How to get Spark running locally with notebooks

Wesley Batista
2 min readSep 16, 2017

--

https://spark.apache.org/

The goal here is show you how to set up your machine to run Spark using notebooks.

My motivation to do that was the fact that, a time ago, I did not know a lot around that, and when I first started to learn Spark I found hard to set up for just run a simple “hello world” sample. I still don’t know that much, but now I feel more comfortable to share this post, and hopefully I can help someone to get started smoothly than me at the first days :)

Getting Spark working for Python

The first step is to install the pip packages ‘pyspark’ and ‘jupyter’ on the machine.
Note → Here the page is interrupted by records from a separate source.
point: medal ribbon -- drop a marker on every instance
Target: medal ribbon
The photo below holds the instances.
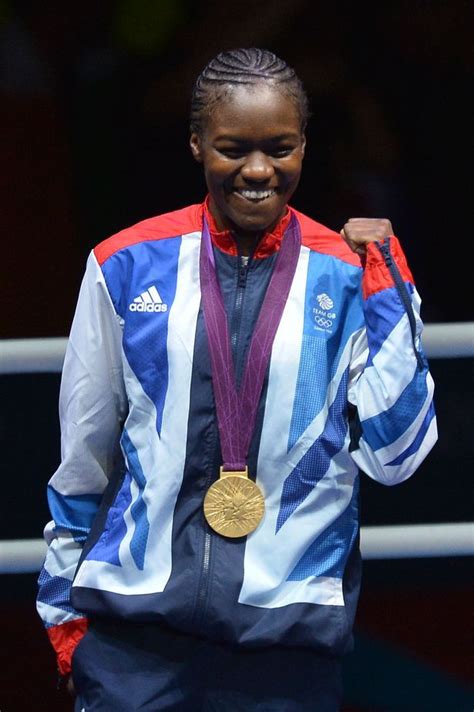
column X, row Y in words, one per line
column 237, row 409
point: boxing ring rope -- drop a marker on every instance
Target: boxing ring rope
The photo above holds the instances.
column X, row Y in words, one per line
column 442, row 340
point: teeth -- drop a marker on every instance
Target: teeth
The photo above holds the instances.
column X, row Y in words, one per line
column 256, row 194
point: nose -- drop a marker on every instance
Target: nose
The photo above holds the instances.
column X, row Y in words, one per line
column 258, row 167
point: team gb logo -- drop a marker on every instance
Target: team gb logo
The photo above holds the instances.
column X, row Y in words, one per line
column 325, row 301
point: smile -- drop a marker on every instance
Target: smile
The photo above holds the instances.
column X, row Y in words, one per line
column 255, row 195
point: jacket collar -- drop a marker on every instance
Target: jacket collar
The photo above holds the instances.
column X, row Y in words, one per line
column 224, row 240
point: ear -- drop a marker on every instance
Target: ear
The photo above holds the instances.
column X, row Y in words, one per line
column 195, row 143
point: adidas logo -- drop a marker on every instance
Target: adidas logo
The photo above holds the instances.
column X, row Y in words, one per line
column 149, row 301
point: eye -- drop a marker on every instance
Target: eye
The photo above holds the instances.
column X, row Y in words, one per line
column 232, row 153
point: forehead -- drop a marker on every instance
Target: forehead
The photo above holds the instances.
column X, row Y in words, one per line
column 252, row 112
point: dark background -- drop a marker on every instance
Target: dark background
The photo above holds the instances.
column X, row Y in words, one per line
column 93, row 130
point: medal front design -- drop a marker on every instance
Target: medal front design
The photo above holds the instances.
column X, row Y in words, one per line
column 234, row 506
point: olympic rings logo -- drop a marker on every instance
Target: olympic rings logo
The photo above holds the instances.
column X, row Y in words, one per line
column 322, row 322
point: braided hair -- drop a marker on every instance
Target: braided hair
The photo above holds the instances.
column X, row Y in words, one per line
column 243, row 67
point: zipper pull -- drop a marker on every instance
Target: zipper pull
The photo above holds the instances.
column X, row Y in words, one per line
column 385, row 252
column 244, row 263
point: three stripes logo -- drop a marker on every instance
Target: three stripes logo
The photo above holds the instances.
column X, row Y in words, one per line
column 148, row 301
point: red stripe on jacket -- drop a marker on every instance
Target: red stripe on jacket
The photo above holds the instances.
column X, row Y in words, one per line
column 64, row 639
column 376, row 273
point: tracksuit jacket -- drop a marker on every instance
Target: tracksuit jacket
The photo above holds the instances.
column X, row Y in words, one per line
column 347, row 390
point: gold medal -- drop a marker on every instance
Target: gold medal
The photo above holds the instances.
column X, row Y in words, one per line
column 234, row 505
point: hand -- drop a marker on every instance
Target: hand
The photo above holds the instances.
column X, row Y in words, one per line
column 358, row 232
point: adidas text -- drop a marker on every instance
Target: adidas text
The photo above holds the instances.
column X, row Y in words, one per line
column 148, row 307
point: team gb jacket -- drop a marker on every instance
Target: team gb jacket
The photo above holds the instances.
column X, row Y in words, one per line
column 347, row 389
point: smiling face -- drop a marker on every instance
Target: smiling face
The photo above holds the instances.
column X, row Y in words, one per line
column 251, row 148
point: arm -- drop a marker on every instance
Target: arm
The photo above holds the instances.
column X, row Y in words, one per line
column 92, row 407
column 394, row 424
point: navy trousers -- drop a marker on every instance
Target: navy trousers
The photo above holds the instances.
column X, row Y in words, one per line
column 124, row 667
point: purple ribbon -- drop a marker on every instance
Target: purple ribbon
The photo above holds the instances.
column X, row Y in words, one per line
column 237, row 409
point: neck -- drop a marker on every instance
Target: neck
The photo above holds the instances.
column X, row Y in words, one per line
column 247, row 243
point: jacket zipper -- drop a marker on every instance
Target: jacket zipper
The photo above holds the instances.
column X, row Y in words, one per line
column 384, row 249
column 234, row 336
column 239, row 300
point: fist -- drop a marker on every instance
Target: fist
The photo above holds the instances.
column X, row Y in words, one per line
column 358, row 232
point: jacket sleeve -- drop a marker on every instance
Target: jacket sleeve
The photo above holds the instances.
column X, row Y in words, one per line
column 92, row 407
column 394, row 423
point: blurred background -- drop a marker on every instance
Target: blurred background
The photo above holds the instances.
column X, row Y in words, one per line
column 94, row 137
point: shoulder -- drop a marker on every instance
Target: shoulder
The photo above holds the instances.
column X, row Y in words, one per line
column 319, row 238
column 169, row 225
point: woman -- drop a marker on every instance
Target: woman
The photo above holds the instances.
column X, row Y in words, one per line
column 230, row 368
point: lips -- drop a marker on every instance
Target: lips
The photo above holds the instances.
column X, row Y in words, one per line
column 255, row 195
sudo pip install pyspark jupyter

After that, we need to set the `SPARK_HOME` environment variable on our “~/.bashrc” with the path where spark installation lives. So in my case is `/usr/local/lib/python2.7/dist-packages/pyspark`

Also, as last step, we need to configure two others PySpark environment variables, so we can change the default behavior of ‘pyspark’ command.

export PYSPARK_DRIVER_PYTHON=”jupyter”
export PYSPARK_DRIVER_PYTHON_OPTS=”notebook”

That way, when we type ‘pyspark’ on the command line and hit ENTER, instead of opening the shell, Jupyter Notebook will be opened (just like that).

Getting Spark working for Scala

The easiest way I’ve found was using the Spark Notebook, with the Docker approach.

First I’ve tried the docker image with the most recent version of all components:

docker pull andypetrella/spark-notebook:0.7.0-scala-2.11.8-spark-2.1.1-hadoop-2.8.0-with-hive

It didn’t worked. So I tried with another version and then, bang! It worked just fine.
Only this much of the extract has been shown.